🤖 AI Summary
This work addresses the ambiguous role of positional encoding in sequential recommendation—particularly its frequent conflation with temporal context—and formally distinguishes positional encoding (capturing relative sequence order not inferable from timestamps) from temporal footprints (explicit time signals). We propose a novel decoupled modeling paradigm for these two distinct yet complementary signals. Building upon the Transformer architecture, we design a learnable-periodic hybrid positional encoding scheme.
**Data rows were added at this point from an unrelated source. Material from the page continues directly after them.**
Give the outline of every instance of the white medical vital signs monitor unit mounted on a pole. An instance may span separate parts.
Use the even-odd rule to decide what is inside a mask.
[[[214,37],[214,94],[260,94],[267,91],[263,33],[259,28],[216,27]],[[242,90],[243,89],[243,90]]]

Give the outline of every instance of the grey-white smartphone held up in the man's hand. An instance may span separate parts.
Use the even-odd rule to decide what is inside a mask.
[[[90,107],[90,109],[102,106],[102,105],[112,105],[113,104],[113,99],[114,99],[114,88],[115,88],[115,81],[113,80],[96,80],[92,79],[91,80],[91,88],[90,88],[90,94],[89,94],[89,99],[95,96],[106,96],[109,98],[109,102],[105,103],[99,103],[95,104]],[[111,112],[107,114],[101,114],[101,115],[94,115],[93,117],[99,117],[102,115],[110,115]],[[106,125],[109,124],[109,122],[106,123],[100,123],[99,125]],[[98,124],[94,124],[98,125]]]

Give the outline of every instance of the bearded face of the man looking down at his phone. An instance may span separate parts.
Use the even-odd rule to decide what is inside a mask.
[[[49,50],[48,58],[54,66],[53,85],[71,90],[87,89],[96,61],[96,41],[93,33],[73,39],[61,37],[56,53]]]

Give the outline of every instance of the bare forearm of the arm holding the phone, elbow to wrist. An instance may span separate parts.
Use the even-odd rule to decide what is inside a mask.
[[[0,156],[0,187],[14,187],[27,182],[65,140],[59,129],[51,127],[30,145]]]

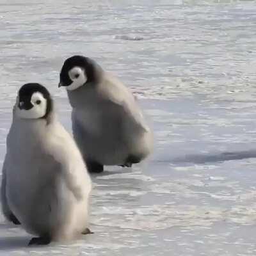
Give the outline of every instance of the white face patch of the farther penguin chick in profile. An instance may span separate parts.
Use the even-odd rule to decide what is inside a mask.
[[[73,81],[72,84],[70,84],[69,86],[66,86],[67,90],[69,91],[76,90],[87,81],[87,77],[84,72],[84,69],[81,67],[74,67],[70,69],[68,72],[68,76]]]

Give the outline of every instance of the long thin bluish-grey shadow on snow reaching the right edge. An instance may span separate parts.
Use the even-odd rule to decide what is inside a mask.
[[[243,150],[236,152],[221,152],[217,154],[204,154],[204,155],[186,155],[183,157],[177,157],[172,159],[170,162],[175,163],[195,163],[195,164],[206,164],[216,163],[232,160],[243,160],[249,158],[256,158],[256,150]]]

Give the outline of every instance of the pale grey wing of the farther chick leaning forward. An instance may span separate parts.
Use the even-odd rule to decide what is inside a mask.
[[[108,104],[108,109],[118,111],[121,116],[127,116],[135,127],[143,132],[148,132],[148,127],[138,106],[138,100],[135,99],[129,88],[116,77],[105,73],[104,83],[101,84],[100,90]]]

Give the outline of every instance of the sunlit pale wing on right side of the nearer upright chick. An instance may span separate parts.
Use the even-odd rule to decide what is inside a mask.
[[[52,131],[47,148],[49,154],[60,164],[60,172],[67,188],[77,200],[87,196],[92,186],[90,177],[76,143],[62,125],[56,125]]]

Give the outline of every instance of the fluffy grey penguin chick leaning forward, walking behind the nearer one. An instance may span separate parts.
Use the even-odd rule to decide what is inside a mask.
[[[72,56],[61,68],[72,129],[89,172],[104,165],[132,166],[150,154],[152,132],[129,89],[90,58]]]

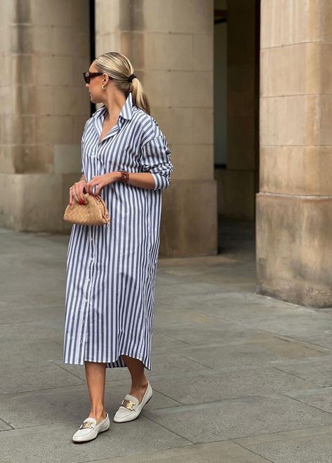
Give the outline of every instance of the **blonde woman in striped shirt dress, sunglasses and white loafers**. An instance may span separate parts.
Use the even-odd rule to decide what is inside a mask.
[[[82,176],[69,204],[100,195],[109,226],[72,226],[67,253],[64,363],[85,365],[91,410],[73,441],[109,429],[105,368],[128,367],[131,390],[114,416],[140,415],[152,388],[154,286],[159,250],[161,190],[170,183],[171,151],[133,66],[105,53],[84,72],[93,103],[103,103],[84,127]]]

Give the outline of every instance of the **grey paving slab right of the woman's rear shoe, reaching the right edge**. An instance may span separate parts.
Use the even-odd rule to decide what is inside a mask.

Extensive experiments on multi-domain Amazon datasets—including ablation and comparative studies—demonstrate that our approach significantly improves training stability (reducing variance by 32%), accelerates convergence, and achieves new state-of-the-art performance on Recall@20 and MRR. These results empirically validate positional encoding as an essential structural prior—orthogonal to temporal dynamics—for effective sequential modeling.
📝 Abstract
The expansion of streaming media and e-commerce has led to a boom in recommendation systems, including Sequential recommendation systems, which consider the user's previous interactions with items. In recent years, research has focused on architectural improvements such as transformer blocks and feature extraction that can augment model information. Among these features are context and attributes. Of particular importance is the temporal footprint, which is often considered part of the context and seen in previous publications as interchangeable with positional information. Other publications use positional encodings with little attention to them. In this paper, we analyse positional encodings, showing that they provide relative information between items that are not inferable from the temporal footprint. Furthermore, we evaluate different encodings and how they affect metrics and stability using Amazon datasets. We added some new encodings to help with these problems along the way. We found that we can reach new state-of-the-art results by finding the correct positional encoding, but more importantly, certain encodings stabilise the training.